Chapter 1 – The Signal from Nowhere
The transmission came from beyond charted space. A pulse — rhythmic, coded, ancient.
It wasn’t language. It was music.
The year was 2349, and humankind had long since scattered across the stars. The colonies near the Orion Gate called it The Lament of the Black Sun, a radio frequency looping once every twelve hours, always shifting pitch, always ending on a note that made human ears bleed.
When the research ship Astra-9 caught the signal, they traced it to an unregistered planet — Erebus-6. A dead world orbiting a red dwarf, its atmosphere thin but breathable.
Among the crew was Lira Kain, a nineteen-year-old prodigy and empathic coder, recruited for her unusual neurological sensitivity. Her brain emitted harmonic frequencies — a rare mutation caused by early life on quantum-enhanced colonies. To machines, she was noise; to some ancient systems, she was a key.
As the ship descended through the sulfur skies, static filled her earpiece. The signal grew louder — no longer random, but whispering her name.
“...Lira...”
Her pulse spiked. “Commander? Did you hear that?”

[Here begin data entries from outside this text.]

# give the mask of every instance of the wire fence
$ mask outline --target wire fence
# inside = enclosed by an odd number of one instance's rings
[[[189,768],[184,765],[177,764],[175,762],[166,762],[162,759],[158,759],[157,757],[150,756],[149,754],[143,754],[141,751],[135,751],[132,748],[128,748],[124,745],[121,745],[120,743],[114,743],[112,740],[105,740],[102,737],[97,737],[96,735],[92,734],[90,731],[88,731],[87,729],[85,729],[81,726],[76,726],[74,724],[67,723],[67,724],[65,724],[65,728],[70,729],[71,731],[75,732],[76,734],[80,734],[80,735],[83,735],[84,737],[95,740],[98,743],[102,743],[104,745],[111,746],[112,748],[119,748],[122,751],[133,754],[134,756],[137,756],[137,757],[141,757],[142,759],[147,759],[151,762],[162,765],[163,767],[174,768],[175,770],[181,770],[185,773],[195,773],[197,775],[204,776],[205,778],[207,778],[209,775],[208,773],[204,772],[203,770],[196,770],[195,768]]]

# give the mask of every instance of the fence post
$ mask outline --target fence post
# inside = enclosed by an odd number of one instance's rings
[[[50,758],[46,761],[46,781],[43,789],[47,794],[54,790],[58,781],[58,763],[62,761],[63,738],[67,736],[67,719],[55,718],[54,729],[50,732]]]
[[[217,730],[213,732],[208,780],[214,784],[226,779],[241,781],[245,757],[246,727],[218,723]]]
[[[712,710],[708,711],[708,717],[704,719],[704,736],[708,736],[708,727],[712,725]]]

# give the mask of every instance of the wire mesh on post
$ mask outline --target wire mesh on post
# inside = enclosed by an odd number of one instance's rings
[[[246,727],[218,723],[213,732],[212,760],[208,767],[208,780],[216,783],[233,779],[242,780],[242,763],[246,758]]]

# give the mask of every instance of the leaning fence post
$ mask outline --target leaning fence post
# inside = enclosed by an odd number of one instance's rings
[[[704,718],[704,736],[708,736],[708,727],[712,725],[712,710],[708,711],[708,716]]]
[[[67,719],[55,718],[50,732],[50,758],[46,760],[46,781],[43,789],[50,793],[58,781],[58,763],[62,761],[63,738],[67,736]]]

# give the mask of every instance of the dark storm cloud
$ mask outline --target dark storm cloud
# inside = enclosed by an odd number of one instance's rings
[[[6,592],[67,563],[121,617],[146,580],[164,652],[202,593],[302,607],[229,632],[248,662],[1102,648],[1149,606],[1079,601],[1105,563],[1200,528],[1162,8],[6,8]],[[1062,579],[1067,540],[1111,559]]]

“No voice detected,” the pilot said.
But the whisper came again — softer now, almost kind. “Welcome home.”
Erebus-6’s surface stretched endlessly gray, riddled with ruins — circular structures like temples, but made of black glass that pulsed faintly with inner light.
The crew deployed scanners, but every device malfunctioned. Only Lira’s handheld translator hummed alive.
Symbols crawled across its screen — a forgotten alphabet rearranging itself into something she could read.
THE SUN REMEMBERS. THE SUN DEVOURS.
And then the ground beneath them moved.